I wrote a similar version of this internally at Meta a few years ago for my org after finding myself in the middle of a few SEV1s in a row – and being consulted / asked for support in other similar situations. I thought this might be something useful to share (as a public version) as well. This won’t be perfectly fitting for all use cases, but having a runbook works as an anchor in the midst of chaos, helping to get you unstuck from “what’s next?”. Admittedly, this is an incomplete runbook that serves more as a template for your team or company to complete with more specific tooling guides (using which tool to achieve what, etc.).

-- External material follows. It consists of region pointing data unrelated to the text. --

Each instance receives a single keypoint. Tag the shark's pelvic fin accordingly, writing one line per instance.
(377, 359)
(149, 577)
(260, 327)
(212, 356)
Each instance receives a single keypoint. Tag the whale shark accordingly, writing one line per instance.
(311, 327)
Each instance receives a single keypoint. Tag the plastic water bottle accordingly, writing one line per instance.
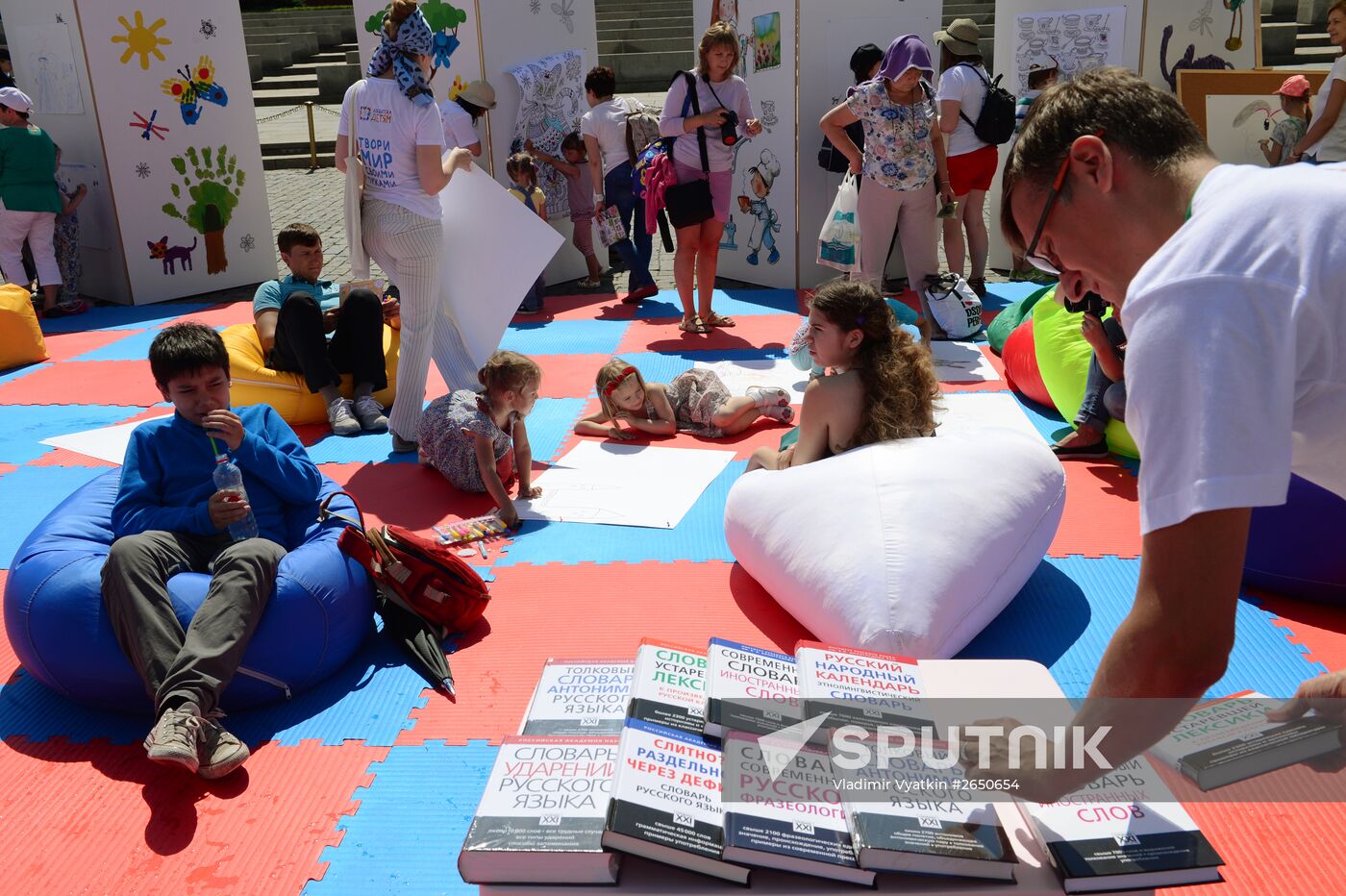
(229, 478)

This is part of a series (The Opinionated Engineer) where I share my strong opinions on engineering practices.
Stop the Bleed! #
The highest priority is to stop the bleeding immediately. Flip a killswitch, roll back changes, apply server-side fixes, apply client-side fixes - in that order. A killswitch generally propagates faster, thus is preferred over code changes, but even then, prioritize rolling back changes instead of forward fixing. Forward fixing adds more unknown factors into the mix (because that’s more new code which could now cause new / different problems); rolling back, on the other hand, is more predictable. Server-side fixes over client-side fixes should be pretty obvious since you can guarantee the server version (as the service provider), but you can’t always force a client to update (native apps), or there could be some caching involved (web).
Multiple Workstreams #
During a major incident, there are generally multiple things that can or need to happen in parallel. Break them down into clear workstreams and delegate a domain expert to run each of them. If more things are discovered down the line (or the situation changes), switch up the workstream and get different people (domain experts) involved to run different things. Since you’re dealing with an incident (which are usually time sensitive), never hesitate to call people. This needs to be said a lot because people constantly hesitate about false positives or getting on others’ bad side for inaccurately calling them up. But you won’t know what you don’t know without getting the domain expert to show up and verify what you’re seeing.
Chat Management #
Alongside having separate workstreams, you should also set up separate chat threads for each workstream to keep the main chat low on noise. That said, make sure to announce the establishment and / or major milestones of each new workstream clearly within the main chat so everyone relevant is correctly included. You might be in a lot of different chats and things will be chaotic, so you will need to take extra care in ensuring that the right people are in the right chat to allow them to get their different tasks going. Everyone should still be in the main chat, but most discussion should happen in the workstream chat.
Sync Meetings #
There are generally 2 types of sync meetings. First is the “everything just happened so we started a meeting to info dump and get everyone up to speed.” This meeting will always be chaotic with a lot of people joining to figure out what’s happening and what to do next. (There might also be people who only joined out of curiosity, but as long as they aren’t interrupting, they are the least of your problems - unless Zoom is not scaling lol.) Set out a clear goal, a set of tasks, and an owner for each of those tasks. Finally, set a follow-up date and time (usually in a few hours) for everyone to regroup with new findings and progress to determine next steps.
The second type is the follow-up and / or recurring meeting. This will feel more like your regular team standup meeting except with a lot more urgency. It’s important to note that if there’s any major breakthrough, people shouldn’t wait until the next planned meeting time to report (because, well, this is an outage lol) but should instead share it with everyone immediately. This goes back to the previous point about chat management where you (as the incident manager) will need to monitor each workstream chat to catch something like this. After resolving the core issue, there might still be important cleanup work needed to be handled with a similar level of urgency to prevent the same outage from happening again in a very short time. In these long-running incident cleanups, you might opt to have daily (or even twice-a-day) sync meetings until the cleanup is complete.
Wrap up #
As a whole, you will largely be more like a PM / TPM instead of a regular engineer when handling a lot of this alignment work. If you think someone else is better suited to handle this (another more senior engineer or your manager, etc.), ask for help while you focus on the thing that you do best (likely as the subject matter expert on investigation or remediation). Remember that incident management is a skill that improves with practice - don’t expect to be perfect on your first few incidents, even experienced engineers can feel overwhelmed when everything is on fire. Don’t forget to acknowledge the team’s efforts since major incidents are stressful for everyone involved, and use this runbook as a starting point while adapting it based on your team’s specific needs and continuously improving your processes with each incident.